Meeting in the middle

Oct. 1, 2014
Collaborating to build better innovation in schools and communities.

Building an innovative school is about building community support. How else do you pass a bond referendum? But there’s a difference between thinking about the school and what it does for the community, and thinking about the greater community and incorporating that thinking into school design. The focus of an innovative school is on the needs of students/teachers/families, but with collaboration, additional needs can be met.

Here are a few examples of school-based collaborative partnerships:

Collaborating with Community

  • Opposition to a new school location was deflated when proposed tennis courts were moved to the side of the school nearest a new subdivision full of tennis players eager for excellent tennis facilities within walking distance.
  • Parking spaces near churches and civic venues can solve community and school needs.
  • Replacing blight and barriers with school greenspace enhances the neighborhood.
  • Easing traffic flow and/or eliminating traffic hazards is an easy sell. It seems counterintuitive that adding several hundred high school drivers to neighborhood traffic is an advantage, but when traffic flow is well planned and routed, it can be an asset.
  • Basketball courts, weight rooms and theaters are welcome in most communities. Sharing facilities can meet demands and defray costs.

Partnering with Business

  • Gyms, swimming pools and exercise facilities can be at a premium. Private health/fitness centers can be a source for collaboration that meets needs of the private sector, public school, and community. A community fitness center with reserved times for school use is an incentive for business, and may be the leverage the town needs to attract a fitness center.
  • Schools providing curricula that include student internships/mentoring with businesses in specialty areas such as healthcare, engineering, arts, finance, etc., can be a win-win for the school, student, business, and community.

Intergovernmental Collaboration

  • The city needs a new library; the district needs a new school. A single facility may broaden the roles of both school and library while reducing costs, lessening the tax impact.
  • The city needs soccer fields, basketball courts, performing arts venues, or a senior citizen center; the district needs team/extracurricular athletic space, stage/practice halls, and volunteer space. Collaboration can bring about necessary land, shared revenues and support for community youth, family and seniors programs.

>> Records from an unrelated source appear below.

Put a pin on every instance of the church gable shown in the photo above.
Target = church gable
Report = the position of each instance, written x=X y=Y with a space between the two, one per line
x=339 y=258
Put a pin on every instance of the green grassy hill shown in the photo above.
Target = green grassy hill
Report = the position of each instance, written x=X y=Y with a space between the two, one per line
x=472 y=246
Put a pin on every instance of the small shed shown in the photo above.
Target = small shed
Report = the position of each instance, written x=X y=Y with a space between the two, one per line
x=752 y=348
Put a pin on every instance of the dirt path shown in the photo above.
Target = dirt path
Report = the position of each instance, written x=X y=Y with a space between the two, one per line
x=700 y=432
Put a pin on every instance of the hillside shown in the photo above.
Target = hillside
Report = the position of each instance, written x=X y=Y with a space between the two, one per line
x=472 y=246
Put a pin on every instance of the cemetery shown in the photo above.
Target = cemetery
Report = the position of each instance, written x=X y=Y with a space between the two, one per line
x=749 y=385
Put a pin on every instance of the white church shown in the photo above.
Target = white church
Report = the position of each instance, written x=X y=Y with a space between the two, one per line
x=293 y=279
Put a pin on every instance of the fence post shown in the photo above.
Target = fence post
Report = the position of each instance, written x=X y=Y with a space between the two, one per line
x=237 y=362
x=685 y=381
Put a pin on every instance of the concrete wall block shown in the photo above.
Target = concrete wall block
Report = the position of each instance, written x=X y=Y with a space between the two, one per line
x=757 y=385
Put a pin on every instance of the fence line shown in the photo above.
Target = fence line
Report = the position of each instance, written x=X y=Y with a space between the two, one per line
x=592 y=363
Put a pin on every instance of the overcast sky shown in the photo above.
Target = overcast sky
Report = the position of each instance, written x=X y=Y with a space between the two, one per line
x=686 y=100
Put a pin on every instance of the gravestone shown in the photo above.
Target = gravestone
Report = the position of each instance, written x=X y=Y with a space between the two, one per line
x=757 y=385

Secondary to Post-Secondary Education Partnerships

In a recent government/school/ industry/post-secondary effort, the Anoka-Hennepin Public School District in Minnesota partnered with a local technical college to build a technical education facility for secondary students on the college campus. The county, valuing technical education and the college, arranged for bonding with payments by the district. The district utilizes the new facility and college for technical classes, avoiding duplicate costs. The college achieved direct access to students with interests in post-secondary education, providing avenues to interest high school students into careers that directly support commercial/business needs of employers. Moreover, the pressures to reduce post-secondary education costs combined with the need to support economic growth gives impetus to dual credit courses and collaboration with enrollment streams.

Collaboration is more than an event or action; it’s a mindset.

Roger M. Giroux, Ph.D., is Senior Educational Consultant to ATS&R Planners/ Architects/Engineers, Minneapolis, MN; a multi-disciplined firm specializing in preK-12 and post-secondary school planning and design.